The Daily Herald is carrying a story about angst in Elgin, Illinois school district U-46. It seems the School Board has been presented with a proposal to redistrict. Thus a recent School Board meeting was packed to overflowing with parents protesting the move.
I lived in this school district for 13 years. My daughter attended grades K thru 6 at the local public school. Then I placed her in the local catholic school (much to her intense displeasure) because of well known gang problems in the Middle and High Schools. My son attended the public school in grades K thru 3. When he hit 3rd grade (the first year my daughter was in catholic school) the teachers went on strike for an entire month. The next year I started him in catholic school - end of strike problem. However, having had kids in the district and having lived there for so long. I found one of the statements in this article exceptionally amusing.

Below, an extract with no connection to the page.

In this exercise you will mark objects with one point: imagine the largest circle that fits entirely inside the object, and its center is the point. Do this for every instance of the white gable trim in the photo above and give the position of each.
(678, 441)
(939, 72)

He called the boundary changes a "de facto form of segregation," as it will ship middle-class Elgin students east to Hoffman Estates and keep poor, mostly Latino students in east Elgin.
Why do I find this funny? Because any Hispanic child whose parents do not have English as a native language, end up in ESL classes. THEY ARE ALREADY SEGREGATED! We had a boy who lived in the house behind us who was Hispanic, my son played with him all the time. When school started, he was shipped off to another school instead of attending the local school - right across the street. Several YEARS later, he was still at that school, and still spoke English poorly. HA! talk about Segregation!
Only one person had a finger on what I considered to be the prime problem when we lived there (and one that has only increased since we left)
"Why will you not consider the possibility that this school district is failing by every important measure of success precisely because it is so unmanageably large?"
Yes, it is far too big for it's own good. U-46 is second only to Chicago in the size of it's district. Who knows, it may have surpassed Chicago by now.
I'm glad my kids grew up in such a diverse area. They aren't afraid of differences in people. I am glad there were education alternatives that we could afford, and I am very sorry to see that the school district continues to have large problems.